Ein Saisonbeginn der anderen Art….

Haydn und Schubert
NEWSLETTER SEPTEMBER 2020
Liebe Freunde der Kirchenmusik!
Sehr geehrte Damen und Herren!

Noch nie in der 27-jährigen Geschichte der Chorvereinigung gab es eine so lange Pause ohne Chorgesang, nicht einmal im Jahr des Hinauswurfs aus der Augustinerkirche anno 1993, wo wir als Gastchor in diversen Wiener Kirchen aufgetreten sind. Doch 2020 ist alles anders. Mitte März erfolgte der Shutdown, und Aufführungen und Chorproben wurden abgesagt. Unter allen künstlerischen Aktivitäten am schlimmsten betroffen ist der Auftritt von Chören, weil hier die Corona-Maßnahmen am schwierigsten umzusetzen sind. Singen mit Maske ist unmöglich. Zwar haben wir einen großen Probenraum, wo locker 30 Personen – etwa die Hälfte des Chors – den Baby-Elefant Abstand halten können, aber wie sollte das in der Kirche möglich sein?
Aufgrund der Corona-Situation sind für Herbst vor allem Messen im Programm, die auch mit kleiner Besetzung sowohl für Chor als auch Orchester musikalisch vertretbar sind. Mag. Pixner möchte die Messen mit Solisten und kleinem Ensemble aus dem Chor (16-20 Leute) aufführen, Solisten singen den Chorpart mit. Das Orchester musiziert in reduzierter Besetzung.
Nach Maßgabe der Corona-Regeln könnte bei Lockerungen die Besetzung jederzeit hochgefahren werden (im Herbst eher nicht zu erwarten).

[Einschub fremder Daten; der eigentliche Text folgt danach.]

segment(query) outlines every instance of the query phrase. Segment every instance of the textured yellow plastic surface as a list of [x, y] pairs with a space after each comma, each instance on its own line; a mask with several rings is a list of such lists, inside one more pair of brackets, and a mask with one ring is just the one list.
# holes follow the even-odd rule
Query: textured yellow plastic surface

Nach der langen unfreiwilligen Pause starten wir nun aber wieder voll Freude und Spannung am 6. September mit der „Nikolaimesse“, auch „Sechs-Viertel-Messe“ genannt von Joseph Haydn, in das 2. Halbjahr. Danach folgen zwei Messen von Schubert und sechs Messen Mozart. Eine spannende Herausforderung für die nun stark reduzierte Besetzung stellen die in diesem Halbjahr ebenfalls geplanten „großen“ Messen aus unserem Repertoire dar: die „Nelsonmesse“ (22.11.) und „Theresienmesse“ (17.1.21) von Haydn, die „Waisenhausmesse“ von Mozart (8.12.20) und die Messe in D-Dur von Otto Nicolai (24.1.21).

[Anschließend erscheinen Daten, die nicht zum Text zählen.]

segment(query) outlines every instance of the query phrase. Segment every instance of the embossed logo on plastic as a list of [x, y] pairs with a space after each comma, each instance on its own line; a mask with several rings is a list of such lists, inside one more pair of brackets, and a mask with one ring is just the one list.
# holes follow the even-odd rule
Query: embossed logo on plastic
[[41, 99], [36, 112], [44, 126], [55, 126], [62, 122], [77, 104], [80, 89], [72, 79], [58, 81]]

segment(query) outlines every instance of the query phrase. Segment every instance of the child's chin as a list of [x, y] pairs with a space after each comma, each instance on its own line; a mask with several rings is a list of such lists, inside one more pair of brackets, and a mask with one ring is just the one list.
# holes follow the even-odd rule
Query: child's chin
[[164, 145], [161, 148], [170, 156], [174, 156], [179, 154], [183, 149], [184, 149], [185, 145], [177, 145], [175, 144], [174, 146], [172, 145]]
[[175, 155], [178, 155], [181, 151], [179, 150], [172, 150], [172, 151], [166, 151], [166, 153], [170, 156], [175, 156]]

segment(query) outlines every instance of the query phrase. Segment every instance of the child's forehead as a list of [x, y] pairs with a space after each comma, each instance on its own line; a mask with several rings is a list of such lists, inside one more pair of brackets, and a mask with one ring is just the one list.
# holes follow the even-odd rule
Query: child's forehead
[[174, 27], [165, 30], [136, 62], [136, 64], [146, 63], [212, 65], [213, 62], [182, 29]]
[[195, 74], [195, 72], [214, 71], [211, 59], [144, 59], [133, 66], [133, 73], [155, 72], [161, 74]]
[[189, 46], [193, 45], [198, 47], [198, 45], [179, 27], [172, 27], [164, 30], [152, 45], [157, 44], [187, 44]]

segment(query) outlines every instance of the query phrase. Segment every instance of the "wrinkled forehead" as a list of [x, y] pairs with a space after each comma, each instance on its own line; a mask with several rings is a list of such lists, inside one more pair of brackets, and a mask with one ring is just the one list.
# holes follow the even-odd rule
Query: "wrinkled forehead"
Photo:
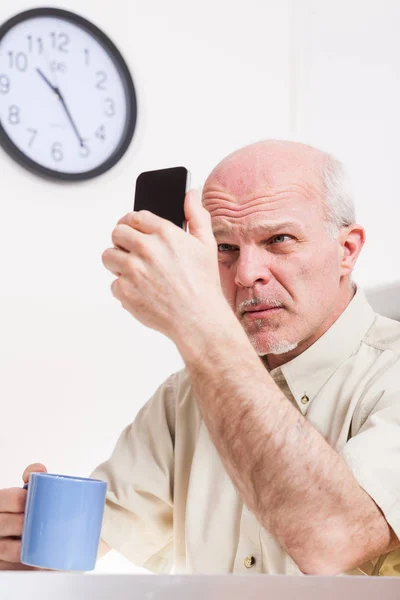
[[230, 230], [243, 238], [293, 231], [322, 231], [325, 189], [320, 160], [287, 153], [266, 159], [228, 157], [207, 178], [203, 206], [209, 211], [214, 235]]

Als Herbstkonzert bringen wir am Samstag, dem 24. Oktober, um 19 Uhr 30 das Requiem in d-Moll von W.A. Mozart. Dieses beliebte Werk war schon drei Jahre nicht bei uns zu hören (zuletzt am 18. 10.2017). Wir widmen dieses Requiem den Opfern der COVID Pandemie. Die Karten dafür werden nicht verkauft, sondern nach Maßgabe des reduzierten Platzangebotes gratis an Interessenten vergeben. Machen Sie auch Ihre Freunde darauf aufmerksam und bestellen Sie ihre Plätze bereits jetzt via e-mail oder online.

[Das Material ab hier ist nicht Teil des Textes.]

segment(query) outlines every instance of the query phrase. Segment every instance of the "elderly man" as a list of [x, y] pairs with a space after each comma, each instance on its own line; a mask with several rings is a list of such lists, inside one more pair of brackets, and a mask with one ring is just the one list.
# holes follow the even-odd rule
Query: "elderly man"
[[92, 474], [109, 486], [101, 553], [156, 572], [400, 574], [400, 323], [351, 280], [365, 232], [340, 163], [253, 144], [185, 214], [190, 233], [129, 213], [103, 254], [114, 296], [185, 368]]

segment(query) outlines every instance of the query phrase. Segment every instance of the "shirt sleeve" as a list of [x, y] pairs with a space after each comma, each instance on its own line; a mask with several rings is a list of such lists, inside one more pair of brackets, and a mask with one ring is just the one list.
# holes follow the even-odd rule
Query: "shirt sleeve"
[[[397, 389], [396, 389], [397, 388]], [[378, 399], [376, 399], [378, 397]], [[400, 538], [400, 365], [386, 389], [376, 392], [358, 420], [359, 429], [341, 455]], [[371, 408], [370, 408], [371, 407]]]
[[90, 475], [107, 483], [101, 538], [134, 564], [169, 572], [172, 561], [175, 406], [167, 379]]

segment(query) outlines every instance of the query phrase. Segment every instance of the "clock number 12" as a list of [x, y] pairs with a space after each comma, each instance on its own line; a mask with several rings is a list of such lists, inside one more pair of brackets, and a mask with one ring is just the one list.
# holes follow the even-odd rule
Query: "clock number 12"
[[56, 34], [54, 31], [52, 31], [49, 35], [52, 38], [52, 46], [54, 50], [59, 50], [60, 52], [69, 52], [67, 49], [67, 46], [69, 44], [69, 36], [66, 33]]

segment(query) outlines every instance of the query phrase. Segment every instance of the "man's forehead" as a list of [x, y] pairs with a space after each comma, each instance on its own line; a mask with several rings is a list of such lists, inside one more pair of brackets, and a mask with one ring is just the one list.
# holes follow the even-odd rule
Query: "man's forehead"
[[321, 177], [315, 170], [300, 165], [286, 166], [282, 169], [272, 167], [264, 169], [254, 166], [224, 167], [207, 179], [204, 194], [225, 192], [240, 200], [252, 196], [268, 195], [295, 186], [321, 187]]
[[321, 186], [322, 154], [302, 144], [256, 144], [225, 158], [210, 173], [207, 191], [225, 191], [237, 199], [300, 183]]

Einige Dinge sind diesmal aber anders als sonst: Es gilt absolute Reservierungs-/Registrierungspflicht! Es wird keine Abendkassa und auch keinen Einlass ohne registrierte Karte geben. Wir bitten um Ihr Verständnis: dies ist den Corona-Maßnahmen geschuldet, die eine Rückverfolgungsmöglichkeit vorschreiben.
Auch wenn die Karten für die markierten Plätze diesmal nicht verkauft werden, ersuchen wir um Ihre großzügige Spende nach dem Ende des Konzerts am Ausgang.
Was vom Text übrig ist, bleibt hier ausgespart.